Adia, Outreach Coordinator for World Endeavors, write about her worst day abroad, which also happened to be her first.
I landed at London Gatwick jetlagged and dehydrated, with only a vague sense of where I was supposed to go to catch the train to London. According to my “Getting to the Dorm from the Airport” packet I’d gotten from the University, I could pay for my ticket once I was already on the train, saving me from having to deal with confusing ticket machines and foreign currency, or worse, having to (ugh) actually talk to someone and display my ignorance for everyone in that tiny part of the airport who would surely be staring at me, wrinkling their noses at the pungent odor of inexperience wafting from my brain.
I somehow managed to find my way through baggage claim and customs onto the train, and settled into a seat kitty corner from a young man who believed in black leather and avoiding showers. He had a delightful accent, though, and I felt a shiver of secret pleasure. I’m finally here! I thought.
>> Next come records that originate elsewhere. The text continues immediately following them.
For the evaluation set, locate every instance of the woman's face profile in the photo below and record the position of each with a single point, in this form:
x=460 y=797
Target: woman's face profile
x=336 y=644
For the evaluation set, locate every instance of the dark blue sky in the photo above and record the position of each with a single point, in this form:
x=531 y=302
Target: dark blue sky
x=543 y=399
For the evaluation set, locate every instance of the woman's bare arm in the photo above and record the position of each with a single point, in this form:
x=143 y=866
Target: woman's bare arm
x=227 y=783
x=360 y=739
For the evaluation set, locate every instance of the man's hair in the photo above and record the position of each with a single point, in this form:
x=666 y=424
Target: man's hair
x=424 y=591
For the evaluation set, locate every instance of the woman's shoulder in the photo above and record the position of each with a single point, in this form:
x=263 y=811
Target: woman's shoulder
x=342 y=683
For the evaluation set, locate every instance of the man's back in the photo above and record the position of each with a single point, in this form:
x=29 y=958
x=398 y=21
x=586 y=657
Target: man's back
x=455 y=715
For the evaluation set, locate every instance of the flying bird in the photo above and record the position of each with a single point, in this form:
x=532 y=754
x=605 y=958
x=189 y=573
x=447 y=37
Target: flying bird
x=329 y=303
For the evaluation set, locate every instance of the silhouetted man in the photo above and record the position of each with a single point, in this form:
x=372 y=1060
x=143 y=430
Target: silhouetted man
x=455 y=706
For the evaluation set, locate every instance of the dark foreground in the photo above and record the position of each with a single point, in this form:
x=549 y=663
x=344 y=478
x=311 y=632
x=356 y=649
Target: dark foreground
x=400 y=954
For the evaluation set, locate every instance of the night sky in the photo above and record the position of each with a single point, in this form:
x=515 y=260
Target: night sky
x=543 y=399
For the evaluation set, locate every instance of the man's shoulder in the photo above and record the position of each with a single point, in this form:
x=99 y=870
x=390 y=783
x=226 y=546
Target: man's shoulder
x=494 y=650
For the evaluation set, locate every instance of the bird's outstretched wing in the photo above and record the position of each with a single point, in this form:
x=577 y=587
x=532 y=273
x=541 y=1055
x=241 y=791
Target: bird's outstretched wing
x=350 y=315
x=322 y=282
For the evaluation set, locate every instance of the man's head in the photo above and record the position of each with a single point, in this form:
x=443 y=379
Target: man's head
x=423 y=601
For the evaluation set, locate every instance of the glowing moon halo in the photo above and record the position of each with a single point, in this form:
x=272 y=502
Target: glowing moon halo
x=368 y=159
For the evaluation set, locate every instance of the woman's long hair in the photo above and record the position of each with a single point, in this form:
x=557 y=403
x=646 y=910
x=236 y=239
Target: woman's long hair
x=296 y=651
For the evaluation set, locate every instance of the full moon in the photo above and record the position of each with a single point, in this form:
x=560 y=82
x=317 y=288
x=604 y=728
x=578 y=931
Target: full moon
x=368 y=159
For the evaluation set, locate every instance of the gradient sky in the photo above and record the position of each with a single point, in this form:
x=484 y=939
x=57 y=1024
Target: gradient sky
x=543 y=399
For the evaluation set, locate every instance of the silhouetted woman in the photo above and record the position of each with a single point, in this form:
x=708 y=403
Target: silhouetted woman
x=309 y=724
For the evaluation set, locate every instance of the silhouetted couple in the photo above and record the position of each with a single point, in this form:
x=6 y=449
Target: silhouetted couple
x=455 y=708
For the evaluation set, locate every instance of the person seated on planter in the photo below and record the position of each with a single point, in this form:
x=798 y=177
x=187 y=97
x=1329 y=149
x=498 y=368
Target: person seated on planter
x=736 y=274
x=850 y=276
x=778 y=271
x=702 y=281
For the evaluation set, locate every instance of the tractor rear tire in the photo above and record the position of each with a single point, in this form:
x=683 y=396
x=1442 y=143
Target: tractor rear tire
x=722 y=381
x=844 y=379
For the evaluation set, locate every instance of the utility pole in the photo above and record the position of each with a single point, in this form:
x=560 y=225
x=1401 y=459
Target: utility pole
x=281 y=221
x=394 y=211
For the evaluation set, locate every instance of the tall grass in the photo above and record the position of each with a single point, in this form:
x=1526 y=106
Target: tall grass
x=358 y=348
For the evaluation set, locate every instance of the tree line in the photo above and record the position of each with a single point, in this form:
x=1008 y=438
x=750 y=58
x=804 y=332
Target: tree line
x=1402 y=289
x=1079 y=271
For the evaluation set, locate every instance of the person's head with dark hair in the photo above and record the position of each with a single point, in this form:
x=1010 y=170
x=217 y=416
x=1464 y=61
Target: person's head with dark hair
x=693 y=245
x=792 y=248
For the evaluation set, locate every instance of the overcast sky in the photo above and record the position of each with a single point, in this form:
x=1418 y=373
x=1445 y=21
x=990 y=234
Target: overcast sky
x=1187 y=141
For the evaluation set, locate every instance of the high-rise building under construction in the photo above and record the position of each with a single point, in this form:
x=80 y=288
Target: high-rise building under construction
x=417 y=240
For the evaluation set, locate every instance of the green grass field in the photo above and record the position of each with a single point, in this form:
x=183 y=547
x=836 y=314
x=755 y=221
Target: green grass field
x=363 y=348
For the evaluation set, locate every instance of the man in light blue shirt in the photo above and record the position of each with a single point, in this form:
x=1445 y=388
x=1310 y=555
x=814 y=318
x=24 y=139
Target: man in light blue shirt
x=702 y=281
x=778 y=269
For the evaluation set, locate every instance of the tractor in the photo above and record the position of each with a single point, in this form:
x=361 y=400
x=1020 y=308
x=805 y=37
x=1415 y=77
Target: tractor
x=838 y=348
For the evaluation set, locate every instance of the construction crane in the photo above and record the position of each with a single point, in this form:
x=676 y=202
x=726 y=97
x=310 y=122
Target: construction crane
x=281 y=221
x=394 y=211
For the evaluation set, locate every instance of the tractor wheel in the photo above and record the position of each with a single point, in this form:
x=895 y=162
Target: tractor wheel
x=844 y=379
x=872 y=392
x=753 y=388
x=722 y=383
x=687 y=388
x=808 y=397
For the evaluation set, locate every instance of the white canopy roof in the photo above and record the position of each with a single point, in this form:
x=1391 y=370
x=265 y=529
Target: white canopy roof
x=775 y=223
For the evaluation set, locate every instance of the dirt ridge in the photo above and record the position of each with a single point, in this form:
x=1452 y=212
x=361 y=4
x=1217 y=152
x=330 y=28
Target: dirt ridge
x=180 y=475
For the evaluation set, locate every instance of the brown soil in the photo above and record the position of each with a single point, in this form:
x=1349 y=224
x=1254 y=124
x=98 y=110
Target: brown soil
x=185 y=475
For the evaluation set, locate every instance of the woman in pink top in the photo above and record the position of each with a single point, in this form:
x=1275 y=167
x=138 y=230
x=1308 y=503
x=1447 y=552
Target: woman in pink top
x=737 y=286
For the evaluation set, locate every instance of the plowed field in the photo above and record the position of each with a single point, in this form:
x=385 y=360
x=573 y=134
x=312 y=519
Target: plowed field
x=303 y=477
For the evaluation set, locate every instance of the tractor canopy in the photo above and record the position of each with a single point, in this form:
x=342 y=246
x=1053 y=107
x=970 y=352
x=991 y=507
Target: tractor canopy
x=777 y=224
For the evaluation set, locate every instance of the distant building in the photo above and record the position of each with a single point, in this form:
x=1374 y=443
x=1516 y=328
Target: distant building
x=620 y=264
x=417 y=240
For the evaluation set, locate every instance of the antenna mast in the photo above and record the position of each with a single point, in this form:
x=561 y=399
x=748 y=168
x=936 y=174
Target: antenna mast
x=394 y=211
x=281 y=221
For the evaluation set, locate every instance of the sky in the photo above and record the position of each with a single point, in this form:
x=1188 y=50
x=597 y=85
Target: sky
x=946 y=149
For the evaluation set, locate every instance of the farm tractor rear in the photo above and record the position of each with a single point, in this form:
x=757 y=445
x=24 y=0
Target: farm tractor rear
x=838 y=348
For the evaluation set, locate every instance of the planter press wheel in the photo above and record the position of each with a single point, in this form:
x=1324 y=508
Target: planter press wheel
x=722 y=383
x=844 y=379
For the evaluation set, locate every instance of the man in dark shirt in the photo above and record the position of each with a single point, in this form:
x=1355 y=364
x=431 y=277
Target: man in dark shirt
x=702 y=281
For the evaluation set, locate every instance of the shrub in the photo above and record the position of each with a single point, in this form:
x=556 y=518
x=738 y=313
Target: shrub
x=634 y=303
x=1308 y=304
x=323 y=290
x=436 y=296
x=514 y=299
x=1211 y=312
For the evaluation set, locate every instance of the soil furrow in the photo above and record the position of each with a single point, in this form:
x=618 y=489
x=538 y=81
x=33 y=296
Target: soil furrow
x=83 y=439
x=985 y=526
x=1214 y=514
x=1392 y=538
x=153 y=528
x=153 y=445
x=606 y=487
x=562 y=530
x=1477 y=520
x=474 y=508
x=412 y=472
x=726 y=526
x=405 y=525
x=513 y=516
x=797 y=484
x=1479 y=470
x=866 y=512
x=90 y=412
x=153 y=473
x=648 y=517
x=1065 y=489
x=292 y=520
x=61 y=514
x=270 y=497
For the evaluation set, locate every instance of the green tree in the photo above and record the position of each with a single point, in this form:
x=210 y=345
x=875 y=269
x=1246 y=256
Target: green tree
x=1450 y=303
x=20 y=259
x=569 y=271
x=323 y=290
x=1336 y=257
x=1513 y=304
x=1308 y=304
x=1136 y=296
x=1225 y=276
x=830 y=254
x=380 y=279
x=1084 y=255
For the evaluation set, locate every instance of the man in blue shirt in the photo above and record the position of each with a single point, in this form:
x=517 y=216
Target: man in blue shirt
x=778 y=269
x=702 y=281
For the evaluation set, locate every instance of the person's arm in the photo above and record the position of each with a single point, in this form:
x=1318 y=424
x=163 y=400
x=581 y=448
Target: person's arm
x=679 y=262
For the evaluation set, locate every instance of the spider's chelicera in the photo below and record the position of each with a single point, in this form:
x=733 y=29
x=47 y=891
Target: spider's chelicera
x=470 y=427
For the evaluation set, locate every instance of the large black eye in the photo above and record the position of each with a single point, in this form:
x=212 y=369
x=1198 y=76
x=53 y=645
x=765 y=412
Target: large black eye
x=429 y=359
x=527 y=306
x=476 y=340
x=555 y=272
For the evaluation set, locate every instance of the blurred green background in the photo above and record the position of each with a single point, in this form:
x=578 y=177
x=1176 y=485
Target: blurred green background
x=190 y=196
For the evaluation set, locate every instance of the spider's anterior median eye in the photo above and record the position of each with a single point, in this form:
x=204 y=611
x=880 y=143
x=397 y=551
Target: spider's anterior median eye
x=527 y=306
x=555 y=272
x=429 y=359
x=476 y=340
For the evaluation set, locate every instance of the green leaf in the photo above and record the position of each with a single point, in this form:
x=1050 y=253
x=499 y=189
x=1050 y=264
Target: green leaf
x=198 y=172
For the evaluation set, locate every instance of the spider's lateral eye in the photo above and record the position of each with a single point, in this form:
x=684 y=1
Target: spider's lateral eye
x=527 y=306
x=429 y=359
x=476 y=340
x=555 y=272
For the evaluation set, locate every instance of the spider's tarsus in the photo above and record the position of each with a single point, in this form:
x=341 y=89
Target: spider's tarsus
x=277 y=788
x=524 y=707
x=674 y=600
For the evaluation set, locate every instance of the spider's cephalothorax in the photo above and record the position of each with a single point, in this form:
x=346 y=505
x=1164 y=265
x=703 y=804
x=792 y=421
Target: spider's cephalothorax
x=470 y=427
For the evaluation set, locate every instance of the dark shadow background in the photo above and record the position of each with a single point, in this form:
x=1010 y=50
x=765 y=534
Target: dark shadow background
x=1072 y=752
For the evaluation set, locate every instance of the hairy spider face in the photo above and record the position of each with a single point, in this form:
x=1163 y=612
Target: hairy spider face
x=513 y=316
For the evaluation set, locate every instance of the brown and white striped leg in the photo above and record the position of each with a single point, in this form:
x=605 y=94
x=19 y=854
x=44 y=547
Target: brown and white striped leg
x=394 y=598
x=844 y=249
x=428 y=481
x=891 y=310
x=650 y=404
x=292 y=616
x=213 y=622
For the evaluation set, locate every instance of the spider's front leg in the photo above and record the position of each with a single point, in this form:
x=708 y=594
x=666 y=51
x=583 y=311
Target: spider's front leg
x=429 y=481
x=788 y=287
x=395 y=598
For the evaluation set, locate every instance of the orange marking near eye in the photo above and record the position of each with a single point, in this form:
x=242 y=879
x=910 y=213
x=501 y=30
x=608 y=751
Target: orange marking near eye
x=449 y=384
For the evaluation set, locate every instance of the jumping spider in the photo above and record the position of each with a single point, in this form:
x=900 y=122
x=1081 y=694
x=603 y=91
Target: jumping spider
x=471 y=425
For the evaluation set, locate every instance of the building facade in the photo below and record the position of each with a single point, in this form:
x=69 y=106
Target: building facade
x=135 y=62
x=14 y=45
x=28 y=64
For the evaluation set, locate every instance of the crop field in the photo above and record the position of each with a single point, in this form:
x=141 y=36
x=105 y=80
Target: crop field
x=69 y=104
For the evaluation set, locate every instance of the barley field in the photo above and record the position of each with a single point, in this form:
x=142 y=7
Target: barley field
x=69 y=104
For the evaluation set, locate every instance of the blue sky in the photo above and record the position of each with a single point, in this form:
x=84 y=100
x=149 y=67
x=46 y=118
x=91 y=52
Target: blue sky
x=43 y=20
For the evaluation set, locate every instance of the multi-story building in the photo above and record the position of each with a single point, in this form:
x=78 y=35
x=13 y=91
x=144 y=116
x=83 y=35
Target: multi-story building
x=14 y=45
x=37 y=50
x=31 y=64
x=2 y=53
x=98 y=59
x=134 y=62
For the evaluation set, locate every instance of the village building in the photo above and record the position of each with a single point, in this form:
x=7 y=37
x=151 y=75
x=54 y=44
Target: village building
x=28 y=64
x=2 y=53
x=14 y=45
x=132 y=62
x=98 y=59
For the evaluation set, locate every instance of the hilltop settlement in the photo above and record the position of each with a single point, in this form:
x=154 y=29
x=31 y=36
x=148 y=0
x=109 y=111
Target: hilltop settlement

I could hear the conductor coming to collect tickets, so I dug out the pounds I’d exchanged for dollars back in the States. I knew the fare, and proudly handed over the bill. Look at me go! Using foreign currency! I crowed to myself. The conductor took my bill, handed me a ticket, and dropped four coins into my palm, and I stared at them, trying to work up the courage to tell this man, this authority figure in the country where I was a guest, that he had shortchanged me.
“Excuse me,” I said to the conductor. “I gave you a ten pound note.”
He looked down at me. (Was that a sneer?)
“Yes,” he snapped, “and I gave you four pounds back.”
I stared at the coins in my palm, my stomach dropping as I realized they said, “£1”, quite clearly.
So much for my newfound confidence.
My cheeks burned as I stuffed the coins in my pocket and turned to stare out the window and watch the passing countryside, hoping the shame wouldn’t turn into tears.
The train pulled into Victoria Station, and I dragged my 60-pound bag down to the Tube. I stopped at the bottom of the stairs, probably blocking hundreds of people behind me, but I couldn’t process my part in any potential traffic jams. Here was yet another gauntlet, yet another opportunity for my lack of international experience to rear its stinky head.